Que la GRC laisse le dossier en suspens parce qu'il n'y a pas assez de motifs suffisants pour lancer une enquête ne suffit pas. Cela laisse supposer qu'il existe tout de même des motifs. Il n'y a aucun motif. Je veux que le Parti conservateur déclare que ces accusations n'auraient jamais dû être portées. Voilà ce que je veux. Si ce parti possède une once de justice et de fair-play, il le fera sans aucune hésitation parce que ces accusations sont sans fondement.
Je veux maintenant exposer les grands points de ma question de privilège. Premièrement, je veux dire que, si ma crédibilité est mise en doute, je ne peux pas faire mon travail dans toute la mesure de mes moyens. La crédibilité, c'est fondamental, tout comme la confiance, du moins selon ma conception des choses. Tant que cette question ne sera pas réglée, je ne réponds plus à ces critères.
Je veux savoir qui a pris la décision de masquer les noms des conservateurs, mais de laisser le mien. Peut-être qu'on a simplement oublié de masquer mon nom, mais le fait demeure. Les noms des conservateurs sont cachés, mais le mien ne l'est pas. Je pense que le gouvernement nous doit une explication à cet égard.
Quelqu'un à qui j'ai parlé ce matin a émis l'opinion qu'il pourrait être illégal de porter de fausses accusations à mon endroit. Je ne suis pas avocat, alors je ne le sais pas, mais la Couronne devrait peut-être faire enquête ou vérifier si des règles ont été enfreintes. C'est certain que cela a fait du tort à ma réputation. Je considère que c'est la pire forme de diffamation qu'on puisse trouver. Si quelqu'un est à blâmer, je voudrais que la Couronne fasse enquête.

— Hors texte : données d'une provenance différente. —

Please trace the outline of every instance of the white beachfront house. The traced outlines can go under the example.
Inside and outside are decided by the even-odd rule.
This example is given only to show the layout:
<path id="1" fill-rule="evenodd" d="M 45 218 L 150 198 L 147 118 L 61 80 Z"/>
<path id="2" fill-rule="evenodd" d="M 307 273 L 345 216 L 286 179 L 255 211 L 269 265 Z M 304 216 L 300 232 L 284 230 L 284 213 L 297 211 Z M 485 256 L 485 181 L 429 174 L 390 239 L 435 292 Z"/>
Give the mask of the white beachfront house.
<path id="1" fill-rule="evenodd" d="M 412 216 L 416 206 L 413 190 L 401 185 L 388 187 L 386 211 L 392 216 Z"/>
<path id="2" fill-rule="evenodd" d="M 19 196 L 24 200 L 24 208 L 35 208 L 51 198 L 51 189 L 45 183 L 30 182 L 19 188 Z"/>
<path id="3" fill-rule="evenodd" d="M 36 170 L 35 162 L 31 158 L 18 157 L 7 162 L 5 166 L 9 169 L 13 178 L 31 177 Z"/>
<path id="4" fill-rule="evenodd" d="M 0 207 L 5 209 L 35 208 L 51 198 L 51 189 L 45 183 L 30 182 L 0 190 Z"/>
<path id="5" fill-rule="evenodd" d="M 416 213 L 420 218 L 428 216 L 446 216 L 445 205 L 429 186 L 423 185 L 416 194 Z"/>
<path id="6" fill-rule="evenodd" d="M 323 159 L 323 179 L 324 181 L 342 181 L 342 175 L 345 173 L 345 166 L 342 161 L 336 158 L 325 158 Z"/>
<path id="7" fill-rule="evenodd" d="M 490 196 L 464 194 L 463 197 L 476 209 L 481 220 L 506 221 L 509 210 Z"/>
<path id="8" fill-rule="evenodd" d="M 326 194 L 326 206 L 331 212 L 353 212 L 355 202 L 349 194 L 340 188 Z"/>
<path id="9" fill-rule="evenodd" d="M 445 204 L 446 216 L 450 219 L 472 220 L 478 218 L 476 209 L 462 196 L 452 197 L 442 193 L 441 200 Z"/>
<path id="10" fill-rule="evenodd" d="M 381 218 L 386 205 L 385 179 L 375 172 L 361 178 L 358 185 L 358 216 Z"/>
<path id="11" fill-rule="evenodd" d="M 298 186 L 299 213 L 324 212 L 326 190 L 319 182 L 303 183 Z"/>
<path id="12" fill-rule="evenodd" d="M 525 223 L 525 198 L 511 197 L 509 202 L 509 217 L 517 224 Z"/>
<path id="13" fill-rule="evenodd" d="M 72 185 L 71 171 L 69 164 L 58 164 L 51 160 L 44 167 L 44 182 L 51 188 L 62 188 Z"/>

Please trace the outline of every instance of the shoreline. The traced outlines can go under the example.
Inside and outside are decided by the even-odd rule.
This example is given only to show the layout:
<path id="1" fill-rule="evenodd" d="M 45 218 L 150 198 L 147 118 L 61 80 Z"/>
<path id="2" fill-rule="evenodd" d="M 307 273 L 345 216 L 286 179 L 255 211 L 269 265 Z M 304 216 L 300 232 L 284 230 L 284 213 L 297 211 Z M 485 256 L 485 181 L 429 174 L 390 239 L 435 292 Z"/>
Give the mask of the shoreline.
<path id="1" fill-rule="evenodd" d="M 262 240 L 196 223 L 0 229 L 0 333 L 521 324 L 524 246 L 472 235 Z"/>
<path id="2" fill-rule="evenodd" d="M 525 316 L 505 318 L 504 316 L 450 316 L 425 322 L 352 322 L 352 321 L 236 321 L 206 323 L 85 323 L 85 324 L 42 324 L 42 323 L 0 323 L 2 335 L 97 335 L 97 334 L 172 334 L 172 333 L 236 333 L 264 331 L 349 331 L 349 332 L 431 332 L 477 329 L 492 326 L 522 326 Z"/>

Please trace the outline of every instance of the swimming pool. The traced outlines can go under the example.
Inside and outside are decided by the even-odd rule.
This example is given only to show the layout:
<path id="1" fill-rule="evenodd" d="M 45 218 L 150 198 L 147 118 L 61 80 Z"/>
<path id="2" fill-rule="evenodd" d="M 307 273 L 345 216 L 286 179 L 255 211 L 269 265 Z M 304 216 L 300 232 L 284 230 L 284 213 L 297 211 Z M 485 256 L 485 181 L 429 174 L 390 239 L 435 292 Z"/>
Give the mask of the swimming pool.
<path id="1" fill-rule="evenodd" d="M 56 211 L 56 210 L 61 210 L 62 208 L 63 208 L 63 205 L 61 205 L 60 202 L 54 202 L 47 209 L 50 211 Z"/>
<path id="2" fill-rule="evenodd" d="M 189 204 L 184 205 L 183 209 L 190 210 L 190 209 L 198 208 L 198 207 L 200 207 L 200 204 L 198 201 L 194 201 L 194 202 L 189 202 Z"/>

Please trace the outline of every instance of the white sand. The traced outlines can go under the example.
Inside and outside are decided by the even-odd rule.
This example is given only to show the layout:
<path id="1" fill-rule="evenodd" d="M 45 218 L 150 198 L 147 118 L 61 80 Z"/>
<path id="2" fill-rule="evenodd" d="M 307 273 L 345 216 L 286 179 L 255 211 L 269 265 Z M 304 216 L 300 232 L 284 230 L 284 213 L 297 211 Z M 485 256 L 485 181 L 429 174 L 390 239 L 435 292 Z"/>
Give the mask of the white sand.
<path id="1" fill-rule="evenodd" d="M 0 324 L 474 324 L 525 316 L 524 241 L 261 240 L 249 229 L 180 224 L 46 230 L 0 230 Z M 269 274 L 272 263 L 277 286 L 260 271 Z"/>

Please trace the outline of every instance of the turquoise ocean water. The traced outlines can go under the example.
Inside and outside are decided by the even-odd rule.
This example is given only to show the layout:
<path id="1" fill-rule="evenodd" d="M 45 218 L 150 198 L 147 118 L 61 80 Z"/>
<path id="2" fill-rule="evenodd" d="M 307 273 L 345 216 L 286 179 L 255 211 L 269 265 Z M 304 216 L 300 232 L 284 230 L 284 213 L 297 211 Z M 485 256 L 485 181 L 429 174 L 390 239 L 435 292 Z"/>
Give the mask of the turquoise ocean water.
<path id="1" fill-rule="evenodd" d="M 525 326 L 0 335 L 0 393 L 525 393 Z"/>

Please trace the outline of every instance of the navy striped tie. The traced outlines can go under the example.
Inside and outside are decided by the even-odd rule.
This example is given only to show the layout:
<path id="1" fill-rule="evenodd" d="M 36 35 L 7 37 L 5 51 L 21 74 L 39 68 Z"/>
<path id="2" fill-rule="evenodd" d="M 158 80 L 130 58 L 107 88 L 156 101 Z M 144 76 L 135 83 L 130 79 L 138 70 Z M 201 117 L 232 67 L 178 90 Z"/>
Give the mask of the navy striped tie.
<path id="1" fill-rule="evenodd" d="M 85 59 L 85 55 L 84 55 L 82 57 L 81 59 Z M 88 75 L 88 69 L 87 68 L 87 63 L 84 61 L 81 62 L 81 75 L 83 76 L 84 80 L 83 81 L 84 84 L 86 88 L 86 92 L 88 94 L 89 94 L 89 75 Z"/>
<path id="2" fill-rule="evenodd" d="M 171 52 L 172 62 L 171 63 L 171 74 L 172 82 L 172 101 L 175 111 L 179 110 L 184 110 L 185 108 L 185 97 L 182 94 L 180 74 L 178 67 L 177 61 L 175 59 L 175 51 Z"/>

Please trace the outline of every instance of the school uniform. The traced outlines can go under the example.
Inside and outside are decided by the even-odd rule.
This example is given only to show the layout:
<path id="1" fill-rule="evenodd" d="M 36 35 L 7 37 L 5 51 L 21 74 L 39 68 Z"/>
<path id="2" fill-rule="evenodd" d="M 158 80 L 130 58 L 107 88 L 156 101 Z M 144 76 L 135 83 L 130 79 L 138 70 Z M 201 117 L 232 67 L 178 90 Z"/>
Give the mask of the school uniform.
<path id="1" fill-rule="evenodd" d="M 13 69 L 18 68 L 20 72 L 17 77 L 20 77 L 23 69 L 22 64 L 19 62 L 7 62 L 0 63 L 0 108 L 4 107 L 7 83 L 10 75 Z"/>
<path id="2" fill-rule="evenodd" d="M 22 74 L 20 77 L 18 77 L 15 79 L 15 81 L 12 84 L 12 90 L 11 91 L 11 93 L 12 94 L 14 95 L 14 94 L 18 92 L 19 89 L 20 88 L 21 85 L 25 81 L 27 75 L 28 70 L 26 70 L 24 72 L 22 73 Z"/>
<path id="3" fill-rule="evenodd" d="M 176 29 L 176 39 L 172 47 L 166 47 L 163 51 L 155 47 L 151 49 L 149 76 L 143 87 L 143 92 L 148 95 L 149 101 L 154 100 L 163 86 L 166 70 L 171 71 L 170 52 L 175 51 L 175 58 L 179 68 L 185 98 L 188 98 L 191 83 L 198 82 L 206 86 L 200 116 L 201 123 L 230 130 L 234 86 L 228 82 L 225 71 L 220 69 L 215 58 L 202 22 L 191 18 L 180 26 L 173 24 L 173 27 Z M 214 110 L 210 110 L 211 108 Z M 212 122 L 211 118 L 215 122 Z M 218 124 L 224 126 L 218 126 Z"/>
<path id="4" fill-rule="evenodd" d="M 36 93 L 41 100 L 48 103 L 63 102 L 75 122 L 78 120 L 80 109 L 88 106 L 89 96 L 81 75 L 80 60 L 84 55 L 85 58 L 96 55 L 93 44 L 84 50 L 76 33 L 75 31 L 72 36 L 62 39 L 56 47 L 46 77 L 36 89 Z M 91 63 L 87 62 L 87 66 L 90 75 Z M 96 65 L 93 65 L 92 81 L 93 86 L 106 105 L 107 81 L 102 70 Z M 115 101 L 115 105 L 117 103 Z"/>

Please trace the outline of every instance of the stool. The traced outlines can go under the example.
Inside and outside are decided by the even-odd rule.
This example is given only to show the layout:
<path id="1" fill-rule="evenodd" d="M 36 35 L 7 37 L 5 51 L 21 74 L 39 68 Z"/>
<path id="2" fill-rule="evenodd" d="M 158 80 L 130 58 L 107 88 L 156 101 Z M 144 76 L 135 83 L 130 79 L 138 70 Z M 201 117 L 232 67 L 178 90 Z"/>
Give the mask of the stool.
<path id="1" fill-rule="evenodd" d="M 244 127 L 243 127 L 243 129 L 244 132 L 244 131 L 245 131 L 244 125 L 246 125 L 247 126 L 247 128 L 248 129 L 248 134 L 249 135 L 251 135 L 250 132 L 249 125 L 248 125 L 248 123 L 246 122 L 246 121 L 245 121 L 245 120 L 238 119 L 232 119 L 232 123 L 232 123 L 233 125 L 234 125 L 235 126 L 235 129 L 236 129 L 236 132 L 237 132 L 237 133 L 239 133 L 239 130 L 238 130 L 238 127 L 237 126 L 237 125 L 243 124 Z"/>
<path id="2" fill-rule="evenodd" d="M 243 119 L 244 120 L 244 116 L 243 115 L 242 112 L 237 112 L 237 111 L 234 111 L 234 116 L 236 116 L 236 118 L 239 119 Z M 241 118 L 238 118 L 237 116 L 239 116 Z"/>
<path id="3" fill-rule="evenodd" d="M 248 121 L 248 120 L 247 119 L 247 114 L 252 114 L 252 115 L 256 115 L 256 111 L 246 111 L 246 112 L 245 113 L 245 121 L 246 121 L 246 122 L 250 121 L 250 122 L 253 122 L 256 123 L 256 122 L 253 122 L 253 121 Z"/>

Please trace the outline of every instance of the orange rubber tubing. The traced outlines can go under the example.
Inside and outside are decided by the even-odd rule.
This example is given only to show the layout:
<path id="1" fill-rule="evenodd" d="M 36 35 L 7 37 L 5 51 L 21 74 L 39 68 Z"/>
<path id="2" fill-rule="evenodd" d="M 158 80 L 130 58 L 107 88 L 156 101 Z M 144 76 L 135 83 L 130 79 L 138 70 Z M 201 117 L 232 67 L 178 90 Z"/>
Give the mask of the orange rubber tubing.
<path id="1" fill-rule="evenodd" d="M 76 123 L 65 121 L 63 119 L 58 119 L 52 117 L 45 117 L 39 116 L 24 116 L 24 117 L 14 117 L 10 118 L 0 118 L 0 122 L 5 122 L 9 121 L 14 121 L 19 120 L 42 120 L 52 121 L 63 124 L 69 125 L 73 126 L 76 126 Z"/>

Je pensais ce matin à Danny Williams. Danny Williams réagit souvent énergiquement. Il dit qu'il utilise beaucoup le mot « vindicatif ». Je crois que nous devrions l'écouter davantage, parce c'est effectivement là un cas d'esprit vindicatif.
C'est toutefois plus que cela. Il s'agit d'un esprit malicieux et méchant. Cela fait énormément de mal. Je suis tellement content que La Presse m'ait transmis ce document. Je ne prévois pas me présenter de nouveau et, si j'avais quitté la Chambre avant que cette histoire sorte, tout le monde aurait conclu: « Voilà pourquoi il est parti. La GRC faisait enquête sur son cas. » Jusqu'à jeudi dernier, je n'étais même pas au courant, mais c'est ce qui serait arrivé. Je suis donc fort heureux d'avoir eu la possibilité de soulever la question de privilège.
J'ai dit que je n'allais pas me représenter, mais je ne pars pas d'ici avant que les conservateurs qui ont formulé ces accusations dans le rapport de la GRC en question, qui qu'ils soient, corrigent leurs dires.
Monsieur le Président, si vous jugez que la question de privilège est fondée à première vue, dans mon cas, et que la situation m'empêche d'accomplir mes fonctions correctement, je serai prêt à présenter la motion qui convient. Je vous laisse en juger.